U.S. merchants slow to join global market

Opportunity: The race is on for sales in emerging markets, and domestic retailers are trailing.


January 20, 2000|By Lorraine Mirabella | Lorraine Mirabella,SUN STAFF

NEW YORK -- As technology shrinks the planet and emerging economies make up more of the global market, the nation's retailers need to look outside the United States for growth.

But U.S. retailers are behind their international counterparts in going global, researchers said this week at a national conference of retailers.

"Domestic opportunities are going to top out," said Phillip H. Kowalczyk, national director of strategy services for Kurt Salmon Associates. "Ignoring globalization is like turning a blind eye to the Internet. The gate is open and the race is on."

Emerging markets now make up 44 percent of the world market, and the Internet has boosted access to and demand for products from all over the world, Kowalczyk said.

But the retail industry is behind others in tapping the global market, with international sales for the world's top five retailers making up less than 5 percent of total sales, Kowalczyk said at the National Retail Federation conference. Most global retailers are European, he said.

U.S. retailers have not seen a need to expand internationally because of generally strong performances domestically, said Bill Andersen, chief merchandising officer for Carrefour, a French operator of hypermarkets and discount stores in France, Spain, Argentina and Taiwan and the world's second-largest retailer after Wal-Mart Stores Inc. The retailer has succeeded across international boundaries in part by aggressively sharing best practices from nation to nation, he said.

Globalization "is more talked about than practiced," said Andersen, an American retail executive hired by the French company last year. The perception is "there's not a dying need to expand globally."

For Liz Claiborne Inc., "It has not been a priority," acknowledged Paul Charron, chairman of the board and chief executive officer of Liz Claiborne, which has a limited international presence. "We've focused our efforts elsewhere. Opportunities were elsewhere."

Kowalczyk cautioned that retailers need to build a solid customer base and a strong brand in the United States and begin developing contacts in targeted locations before attempting to grow globally.

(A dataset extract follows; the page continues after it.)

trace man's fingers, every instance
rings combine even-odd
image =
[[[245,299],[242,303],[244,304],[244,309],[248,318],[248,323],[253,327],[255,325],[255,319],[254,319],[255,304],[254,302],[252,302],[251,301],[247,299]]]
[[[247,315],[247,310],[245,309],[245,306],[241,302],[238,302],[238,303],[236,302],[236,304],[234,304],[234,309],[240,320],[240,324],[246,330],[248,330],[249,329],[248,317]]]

Even then, companies would be mistaken to assume that domestic success will translate similarly in countries with different cultures, shopping habits and infrastructures.

A research index developed by Kurt Salmon Associates showed that consumers in the United States, Western Europe, Japan and India had vastly different expectations in areas of service, products and price -- with Americans most demanding and consumers in India least demanding.

Value had a different meaning for consumers in different cultures. For instance, consumers in the Czech Republic were leery of price reductions at Kmart, which in their view meant a sale of old merchandise, Kowalczyk said.

And consumers had varying expectations of service, too. A retailer offering valet parking in Germany left shoppers there unimpressed, as German consumers tend to value efficiency over creature comforts, he said.

Cultural differences present some of the biggest challenges. Other hurdles include the extremely limited availability of real estate in parts of Europe, trade structures that vary across jurisdictions and a resistance to changing shopping behaviors, said retailers with a global presence.

Sara Lee Branded Apparel Europe, the hosiery and intimate apparel division of Sara Lee Corp., had strong sales of hosiery in Russia, but saw those sales suddenly plummet in 1998, said Lee Chaden, a senior vice president of Sara Lee Corp., which gets about 40 percent of its sales and profits from outside the United States.

"Strong brands take years to build," Chaden said. "Patience is a virtue."

Retailers who have been most successful have offered a unique concept that was lacking, such as Carrefour and McDonald's, Chaden said. Others, such as Polo/Ralph Lauren, are getting into some international markets more as a way to protect their brand than to reap huge sales, said Doug Williams, president of international business development for Polo.

Jay Walker, founder of Priceline.com, the Internet site that allows shoppers to name their price on travel services and groceries, said he expects international expansion to play an important role in the company's development. But he said having an entertaining site will be a more important driver of growth internationally than convenience or price.

Charron said Liz Claiborne has had mixed success selling its brands in international markets and is working with partners in Japan.

"It takes time, dollars and resources," Charron said. "International is not the panacea for domestic ills. We have a lot of opportunities. We also have a lot of work to do."